Apart from the 18-point loss to Brisbane, North lost some public face at Docklands yesterday. In a bid to save money, the third tier was closed off to the public. It turned into a bit of a fiasco after North had the unusual problem of too many fans turning up, with late arrivals finding themselves shunted around the ground until deep into the first quarter. The humiliating fodder proved too irresistible for Caroline Wilson, writing a disjointed article highlighting North’s supposed woes in today’s Sunday Age.
The truth is, North have been forced into a no-win situation. Arocca and Brayshaw have stuck by their pledge to return North to its Melbourne roots, playing all 11 home games in Melbourne. But a crippling stadium deal continues to rape the club’s profits. So it makes sense to try to minimise match day losses.

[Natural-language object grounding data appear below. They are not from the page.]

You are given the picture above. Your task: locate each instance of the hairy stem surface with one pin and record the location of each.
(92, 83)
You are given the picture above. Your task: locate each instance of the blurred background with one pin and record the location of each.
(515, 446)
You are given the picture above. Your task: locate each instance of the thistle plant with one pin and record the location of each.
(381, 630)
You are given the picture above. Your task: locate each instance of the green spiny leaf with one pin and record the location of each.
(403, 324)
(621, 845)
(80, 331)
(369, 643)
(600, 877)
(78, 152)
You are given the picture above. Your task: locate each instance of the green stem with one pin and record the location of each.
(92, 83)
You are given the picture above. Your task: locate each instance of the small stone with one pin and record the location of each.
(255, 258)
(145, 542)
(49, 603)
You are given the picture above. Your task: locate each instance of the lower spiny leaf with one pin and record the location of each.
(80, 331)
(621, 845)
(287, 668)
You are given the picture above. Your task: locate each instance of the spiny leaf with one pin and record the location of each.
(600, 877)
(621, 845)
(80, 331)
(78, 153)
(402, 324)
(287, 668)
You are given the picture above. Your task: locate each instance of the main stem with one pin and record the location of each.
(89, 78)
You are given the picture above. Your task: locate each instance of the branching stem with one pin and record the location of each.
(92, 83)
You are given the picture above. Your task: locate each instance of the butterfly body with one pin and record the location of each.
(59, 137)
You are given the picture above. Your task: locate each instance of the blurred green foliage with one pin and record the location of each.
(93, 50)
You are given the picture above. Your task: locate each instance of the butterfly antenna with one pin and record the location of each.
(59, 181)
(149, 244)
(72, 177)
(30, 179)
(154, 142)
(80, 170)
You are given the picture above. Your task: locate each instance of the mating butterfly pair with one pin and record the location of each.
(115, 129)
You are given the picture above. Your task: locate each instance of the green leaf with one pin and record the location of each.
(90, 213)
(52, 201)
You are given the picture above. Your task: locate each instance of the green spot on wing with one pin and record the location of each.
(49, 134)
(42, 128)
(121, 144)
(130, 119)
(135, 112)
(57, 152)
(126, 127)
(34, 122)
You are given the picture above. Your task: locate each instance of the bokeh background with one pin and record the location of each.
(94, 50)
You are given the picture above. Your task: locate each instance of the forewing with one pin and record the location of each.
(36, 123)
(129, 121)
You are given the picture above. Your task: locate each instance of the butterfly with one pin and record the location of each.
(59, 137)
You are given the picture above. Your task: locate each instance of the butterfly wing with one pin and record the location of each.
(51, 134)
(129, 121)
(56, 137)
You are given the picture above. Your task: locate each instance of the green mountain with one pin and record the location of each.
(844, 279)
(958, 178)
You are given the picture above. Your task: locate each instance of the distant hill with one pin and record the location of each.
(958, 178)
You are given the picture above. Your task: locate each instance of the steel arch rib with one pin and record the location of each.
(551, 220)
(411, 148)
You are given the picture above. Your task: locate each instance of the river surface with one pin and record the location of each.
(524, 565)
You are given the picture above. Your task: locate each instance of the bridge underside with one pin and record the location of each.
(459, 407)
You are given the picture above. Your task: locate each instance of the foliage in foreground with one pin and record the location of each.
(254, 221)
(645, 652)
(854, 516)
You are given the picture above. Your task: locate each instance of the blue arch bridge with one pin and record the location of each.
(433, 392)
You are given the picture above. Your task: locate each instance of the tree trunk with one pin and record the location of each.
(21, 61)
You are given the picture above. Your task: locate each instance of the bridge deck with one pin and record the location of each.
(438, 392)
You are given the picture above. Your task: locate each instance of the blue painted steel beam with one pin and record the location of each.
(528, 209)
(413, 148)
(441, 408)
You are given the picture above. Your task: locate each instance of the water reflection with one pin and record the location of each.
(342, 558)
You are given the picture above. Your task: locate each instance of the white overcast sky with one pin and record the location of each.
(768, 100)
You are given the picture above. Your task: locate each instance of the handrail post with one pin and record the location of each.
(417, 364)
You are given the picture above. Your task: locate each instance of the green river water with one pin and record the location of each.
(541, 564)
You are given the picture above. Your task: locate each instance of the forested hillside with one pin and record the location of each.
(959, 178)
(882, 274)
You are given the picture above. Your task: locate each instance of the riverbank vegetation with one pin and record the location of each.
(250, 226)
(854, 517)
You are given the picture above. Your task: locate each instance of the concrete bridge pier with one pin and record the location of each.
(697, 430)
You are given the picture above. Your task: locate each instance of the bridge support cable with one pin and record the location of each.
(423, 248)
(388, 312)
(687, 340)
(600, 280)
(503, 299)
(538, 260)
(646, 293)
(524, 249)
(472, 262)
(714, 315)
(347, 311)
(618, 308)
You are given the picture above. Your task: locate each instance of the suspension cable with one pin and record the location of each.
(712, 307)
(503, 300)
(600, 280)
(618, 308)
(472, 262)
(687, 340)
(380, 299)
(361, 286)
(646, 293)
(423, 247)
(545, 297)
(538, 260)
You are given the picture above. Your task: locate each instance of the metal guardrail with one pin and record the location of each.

Yesterday they took a calculated risk which backfired. Had stadium staff inacted the contigency plan effectively no-one would have cared. Instead, North are in the bad books, not just for giving their fans the runaround, but for sins of past administrations selling home games interstate for short-term gain. On a day when St Kilda and the Dogs did exactly this, I think it’s a bit rich.
In an exclusive to Roo Beauty, Eugene Arocca discussed this very issue earlier in the week. Arocca pointed out that, “even with the Stadium deal being the way it is I think it’s not good business to sell games interstate because of the impact on your members”. He believes North members have become accustomed to going to as few as five games a year because North played interstate so often.
Interviewed extensively by Rev. Shinboner (more on this soon), Arocca said, “We need to change that mindset and get them (supporters) back into being passionate about coming to the game … and I think that if you start selling your home games you start turning people away from Melbourne matches. I reckon we need to give ourselves a decent crack at eleven home games in Melbourne despite the pain, (and) in the long run it may bear fruit. And any selling games as has been seen by North Melbourne is pretty short-sighted, and on one view is a step towards relocation. So it is not part of our business planning to sell games interstate.”
As Arocca has been saying all along, it all gets back to the stadium deal. A good (or even average) deal and North are profitable. In the meantime, Arocca believes “the AFL needs to keep supporting us whilst we play at this stadium where we’re paying it off.” Seems fair enough to me.
So while the Dogs and Saints made around $400k each selling out their home-town fans, North lose money on a Melbourne game which attracts a bigger crowd than the other two combined. So how does North’s ‘mismanagement’ become the story of the day?